Siv Jakobsen – „The Nordic Mellow“

Künstler Siv Jakobsen

The Nordic Mellow Siv Jakobsen Kritik Rezension
Zwei Jahre nach ihrer ersten EP legt Siv Jakobsen ihr Debütalbum vor.
Album The Nordic Mellow
Label Sivmusic
Erscheinungsjahr 2017
Bewertung

„Ich glaube, es ist wichtig, dass man sich auch das Traurigsein erlaubt“, sagt Siv Jakobsen. Welche Inhalte die Texte auf ihrem Debütalbum The Nordic Mellow haben, ahnt man bei solch einem Zitat schnell: unglückliche Liebe, Sehnsucht und Abschied sind wichtige Themen der Norwegerin.

Das galt schon 2015 auf den sieben Songs ihrer ersten EP The Lingering.

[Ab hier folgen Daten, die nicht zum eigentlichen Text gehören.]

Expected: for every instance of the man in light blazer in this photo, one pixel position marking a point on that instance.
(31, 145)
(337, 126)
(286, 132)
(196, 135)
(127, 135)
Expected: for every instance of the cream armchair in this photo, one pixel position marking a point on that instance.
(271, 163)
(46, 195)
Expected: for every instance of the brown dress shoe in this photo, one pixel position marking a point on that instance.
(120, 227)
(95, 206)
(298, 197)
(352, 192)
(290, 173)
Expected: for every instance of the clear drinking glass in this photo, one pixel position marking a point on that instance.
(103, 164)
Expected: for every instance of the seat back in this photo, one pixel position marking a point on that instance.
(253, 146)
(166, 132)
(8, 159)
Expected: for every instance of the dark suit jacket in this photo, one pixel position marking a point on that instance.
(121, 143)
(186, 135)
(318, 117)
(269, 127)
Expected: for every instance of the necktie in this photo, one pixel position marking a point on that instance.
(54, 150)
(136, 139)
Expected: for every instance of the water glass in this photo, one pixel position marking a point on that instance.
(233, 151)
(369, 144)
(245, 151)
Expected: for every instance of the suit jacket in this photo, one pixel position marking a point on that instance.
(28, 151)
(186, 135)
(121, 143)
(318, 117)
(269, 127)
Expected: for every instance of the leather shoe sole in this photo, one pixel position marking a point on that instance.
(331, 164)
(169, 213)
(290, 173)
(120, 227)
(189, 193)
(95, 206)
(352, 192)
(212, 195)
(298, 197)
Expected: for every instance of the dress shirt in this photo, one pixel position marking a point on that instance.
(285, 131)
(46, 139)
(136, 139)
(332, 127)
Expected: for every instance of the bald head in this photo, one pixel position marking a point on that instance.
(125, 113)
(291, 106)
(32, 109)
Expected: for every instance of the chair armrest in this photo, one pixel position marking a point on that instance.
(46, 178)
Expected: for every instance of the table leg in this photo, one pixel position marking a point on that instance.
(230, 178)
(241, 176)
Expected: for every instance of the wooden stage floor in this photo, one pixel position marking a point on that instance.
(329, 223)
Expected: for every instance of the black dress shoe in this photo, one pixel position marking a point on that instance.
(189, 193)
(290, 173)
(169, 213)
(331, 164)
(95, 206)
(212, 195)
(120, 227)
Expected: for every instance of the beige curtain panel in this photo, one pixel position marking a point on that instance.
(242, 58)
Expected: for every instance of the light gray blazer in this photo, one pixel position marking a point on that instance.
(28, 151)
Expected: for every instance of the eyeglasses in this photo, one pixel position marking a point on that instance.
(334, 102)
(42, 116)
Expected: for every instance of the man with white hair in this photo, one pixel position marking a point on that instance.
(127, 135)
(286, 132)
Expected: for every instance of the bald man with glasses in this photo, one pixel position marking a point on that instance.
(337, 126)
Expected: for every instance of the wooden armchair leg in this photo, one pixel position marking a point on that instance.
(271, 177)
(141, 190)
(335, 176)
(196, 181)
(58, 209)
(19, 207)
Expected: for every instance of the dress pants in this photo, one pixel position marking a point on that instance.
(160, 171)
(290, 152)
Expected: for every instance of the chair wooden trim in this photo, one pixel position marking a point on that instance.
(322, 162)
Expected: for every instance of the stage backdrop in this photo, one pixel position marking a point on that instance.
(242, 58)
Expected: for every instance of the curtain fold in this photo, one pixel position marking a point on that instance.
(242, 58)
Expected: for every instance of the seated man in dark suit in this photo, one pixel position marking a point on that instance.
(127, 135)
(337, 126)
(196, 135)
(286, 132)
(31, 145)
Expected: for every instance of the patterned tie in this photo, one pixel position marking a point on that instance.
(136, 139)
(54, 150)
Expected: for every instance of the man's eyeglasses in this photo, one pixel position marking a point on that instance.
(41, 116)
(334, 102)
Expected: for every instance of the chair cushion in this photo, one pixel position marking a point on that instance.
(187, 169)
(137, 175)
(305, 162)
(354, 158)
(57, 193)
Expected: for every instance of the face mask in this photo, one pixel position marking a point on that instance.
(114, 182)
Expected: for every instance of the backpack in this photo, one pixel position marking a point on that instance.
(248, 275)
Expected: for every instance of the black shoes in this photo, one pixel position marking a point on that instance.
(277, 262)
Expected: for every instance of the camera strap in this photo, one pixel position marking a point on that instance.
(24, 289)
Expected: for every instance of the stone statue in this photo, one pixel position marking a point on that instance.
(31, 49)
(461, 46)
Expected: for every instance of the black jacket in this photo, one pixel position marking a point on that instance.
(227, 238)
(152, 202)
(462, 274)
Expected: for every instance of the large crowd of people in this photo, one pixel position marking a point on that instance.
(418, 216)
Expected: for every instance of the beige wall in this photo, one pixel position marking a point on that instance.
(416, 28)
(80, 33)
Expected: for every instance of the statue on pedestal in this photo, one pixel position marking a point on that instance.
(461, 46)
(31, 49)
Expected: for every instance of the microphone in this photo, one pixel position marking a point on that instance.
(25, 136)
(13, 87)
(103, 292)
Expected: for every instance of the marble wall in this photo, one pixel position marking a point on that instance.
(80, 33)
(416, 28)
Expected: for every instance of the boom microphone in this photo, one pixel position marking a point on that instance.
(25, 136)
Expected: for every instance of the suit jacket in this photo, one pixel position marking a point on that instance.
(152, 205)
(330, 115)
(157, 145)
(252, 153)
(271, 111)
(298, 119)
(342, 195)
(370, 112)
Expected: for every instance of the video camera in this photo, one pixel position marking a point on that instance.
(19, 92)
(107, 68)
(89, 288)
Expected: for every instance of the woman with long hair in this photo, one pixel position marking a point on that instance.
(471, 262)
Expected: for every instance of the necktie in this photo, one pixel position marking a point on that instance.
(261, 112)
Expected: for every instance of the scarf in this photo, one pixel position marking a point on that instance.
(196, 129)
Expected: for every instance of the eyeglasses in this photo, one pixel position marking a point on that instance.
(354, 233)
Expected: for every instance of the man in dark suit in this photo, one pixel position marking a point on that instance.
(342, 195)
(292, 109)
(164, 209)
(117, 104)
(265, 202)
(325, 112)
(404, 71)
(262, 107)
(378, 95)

Die Sängerin hat allerdings eine entscheidende Weiterentwicklung an sich beobachtet: „Es ist wie ein Blick auf dieselbe Lebensphase, aber von einem anderen emotionalen Standpunkt aus. Die erste Platte war eher geprägt von diesem andauernden Gefühl der Trauer und Hoffnungslosigkeit. Diesmal ist es eher frustriert und wütend geworden, obwohl es um dieselben Dinge geht. Es fühlt sich an, als hätte ich mich ein bisschen von ihnen wegbewegt und dadurch meine Perspektive verändert.“

Es gibt Lieder wie das vergleichsweise muskulöse und spontane Berry & Whythe auf dieser Platte, denen man diese Gefühle direkt im Sound anhört. Meist stecken sie allerdings in den Texten, am deutlichsten ist das in Change zu erkennen. In dem Lied, das dank des grandiosen Arrangements eine fast atemlose Spannung bekommt, droht Siv Jakobsen mit ihrer Fähigkeit zur Boshaftigkeit und ringt doch mit ihrer Entscheidung, all die gemeinen Worte lieber runterzuschlucken, zu denen sie imstande wäre. Es sind Bekenntnisse wie dieses, die The Nordic Mellow so eindringlich machen.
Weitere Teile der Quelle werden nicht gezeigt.